Minha mãe, ao atravessarmos o Rio Guadiana, da margem esquerda para a direita, onde ficam os poderes, o comércio, o grande volume do seu casario e população, ainda lembrava os restos da segunda guerra mundial, expressos no racionamento de géneros imposto por Salazar a toda população.
Isto obrigava as mulheres a léguas de caminho com cântaros de azeite e sacos de farinha para as fornadas de pão. Muitas vezes, regressando vazios tal como partiram de casa. Por tão longa a caminhada; por tão escassos os alimentos; por tão acre a fome dos humildes; por tão vil e cáustica a acção dos que a provocam.
Na margem esquerda, de onde se observa toda a extensão longitudinal de Mértola, artisticamente colocada sobre o promontório que liga o Rio Oeiras ao Guadiana, ainda estão hoje as fábricas de moagem de cereais implantadas por força da campanha do trigo, agitada no início do Estado Novo. Hoje só aqui estão as estruturas do edifício. Era aqui que as populações se dirigiam, percorrendo a pé ou de burro enormes distâncias, para que lhes coubessem três ou cinco quilos de farinha por família, em cada semana.

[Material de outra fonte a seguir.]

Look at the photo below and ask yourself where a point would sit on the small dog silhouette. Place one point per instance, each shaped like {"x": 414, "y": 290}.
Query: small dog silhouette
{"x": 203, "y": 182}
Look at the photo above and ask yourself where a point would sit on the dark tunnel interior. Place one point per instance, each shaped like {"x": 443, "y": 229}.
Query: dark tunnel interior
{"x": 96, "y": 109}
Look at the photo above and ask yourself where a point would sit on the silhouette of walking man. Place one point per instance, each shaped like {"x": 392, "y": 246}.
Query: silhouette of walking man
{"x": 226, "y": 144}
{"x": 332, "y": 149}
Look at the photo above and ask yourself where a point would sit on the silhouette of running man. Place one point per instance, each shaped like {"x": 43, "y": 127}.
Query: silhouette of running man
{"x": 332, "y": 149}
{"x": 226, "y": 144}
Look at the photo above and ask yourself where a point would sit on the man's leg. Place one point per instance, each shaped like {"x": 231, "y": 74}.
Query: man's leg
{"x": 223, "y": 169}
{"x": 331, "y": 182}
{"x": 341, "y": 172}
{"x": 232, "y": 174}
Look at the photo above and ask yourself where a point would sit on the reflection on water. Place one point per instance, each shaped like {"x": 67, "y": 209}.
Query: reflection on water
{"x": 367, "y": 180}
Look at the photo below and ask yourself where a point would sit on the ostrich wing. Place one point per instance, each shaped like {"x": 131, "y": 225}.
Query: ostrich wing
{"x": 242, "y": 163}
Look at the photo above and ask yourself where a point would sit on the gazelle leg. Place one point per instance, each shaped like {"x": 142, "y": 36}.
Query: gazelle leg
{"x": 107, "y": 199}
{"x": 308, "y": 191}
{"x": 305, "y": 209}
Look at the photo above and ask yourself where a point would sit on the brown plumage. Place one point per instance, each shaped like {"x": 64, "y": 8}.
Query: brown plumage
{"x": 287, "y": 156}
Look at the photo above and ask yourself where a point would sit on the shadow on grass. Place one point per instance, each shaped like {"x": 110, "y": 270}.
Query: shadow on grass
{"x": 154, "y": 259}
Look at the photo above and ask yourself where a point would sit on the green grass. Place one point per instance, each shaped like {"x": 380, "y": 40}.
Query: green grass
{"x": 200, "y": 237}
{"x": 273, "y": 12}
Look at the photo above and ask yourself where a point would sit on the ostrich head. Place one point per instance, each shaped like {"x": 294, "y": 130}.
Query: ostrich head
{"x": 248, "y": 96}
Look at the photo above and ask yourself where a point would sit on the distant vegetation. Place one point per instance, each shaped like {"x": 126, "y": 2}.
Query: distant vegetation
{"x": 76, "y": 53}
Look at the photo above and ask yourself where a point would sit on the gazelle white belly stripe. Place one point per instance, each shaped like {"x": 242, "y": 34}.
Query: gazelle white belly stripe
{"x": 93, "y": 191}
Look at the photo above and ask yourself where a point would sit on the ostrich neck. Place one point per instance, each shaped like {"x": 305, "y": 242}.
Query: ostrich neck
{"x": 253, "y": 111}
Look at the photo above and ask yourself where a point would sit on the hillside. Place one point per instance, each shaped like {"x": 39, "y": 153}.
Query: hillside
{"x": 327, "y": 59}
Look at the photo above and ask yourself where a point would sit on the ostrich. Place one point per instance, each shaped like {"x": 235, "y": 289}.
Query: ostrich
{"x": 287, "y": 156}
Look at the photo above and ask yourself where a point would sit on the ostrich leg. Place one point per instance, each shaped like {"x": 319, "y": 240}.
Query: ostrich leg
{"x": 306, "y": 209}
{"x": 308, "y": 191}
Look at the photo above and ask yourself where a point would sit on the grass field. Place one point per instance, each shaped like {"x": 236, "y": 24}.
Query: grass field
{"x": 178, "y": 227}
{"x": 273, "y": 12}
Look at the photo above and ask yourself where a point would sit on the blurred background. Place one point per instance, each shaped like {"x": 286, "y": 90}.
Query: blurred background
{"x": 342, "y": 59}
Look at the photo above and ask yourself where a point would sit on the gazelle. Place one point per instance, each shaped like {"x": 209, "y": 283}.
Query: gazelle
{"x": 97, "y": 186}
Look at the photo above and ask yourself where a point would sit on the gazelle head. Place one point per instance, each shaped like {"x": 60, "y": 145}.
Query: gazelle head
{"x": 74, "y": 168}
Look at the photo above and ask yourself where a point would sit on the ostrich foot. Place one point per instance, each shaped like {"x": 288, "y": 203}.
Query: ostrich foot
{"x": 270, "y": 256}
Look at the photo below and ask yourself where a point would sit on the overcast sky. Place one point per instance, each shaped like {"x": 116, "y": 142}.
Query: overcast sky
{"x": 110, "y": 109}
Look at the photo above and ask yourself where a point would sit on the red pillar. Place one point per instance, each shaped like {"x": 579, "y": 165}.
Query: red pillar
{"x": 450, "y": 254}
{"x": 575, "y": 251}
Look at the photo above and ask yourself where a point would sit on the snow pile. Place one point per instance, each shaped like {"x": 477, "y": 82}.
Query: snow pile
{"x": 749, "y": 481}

Daquela minha primeira visão de Mértola, restou-me uma sensação de tédio que só viria a dissolver-se no fluxo de promessas e generosidade exibida pela Revolução de 25 de Abril de 1974. Acontecimento que vivi já em Lisboa no meio das movimentações, dada a minha condição de migrante, consequência do êxodo massivo a que as populações do interior português estiveram sujeitas durante décadas a fio. Em consequência da escassez de meios aqui sempre crescente e por se imaginar que a vida nos grandes centros nos era mais folgada e promissora.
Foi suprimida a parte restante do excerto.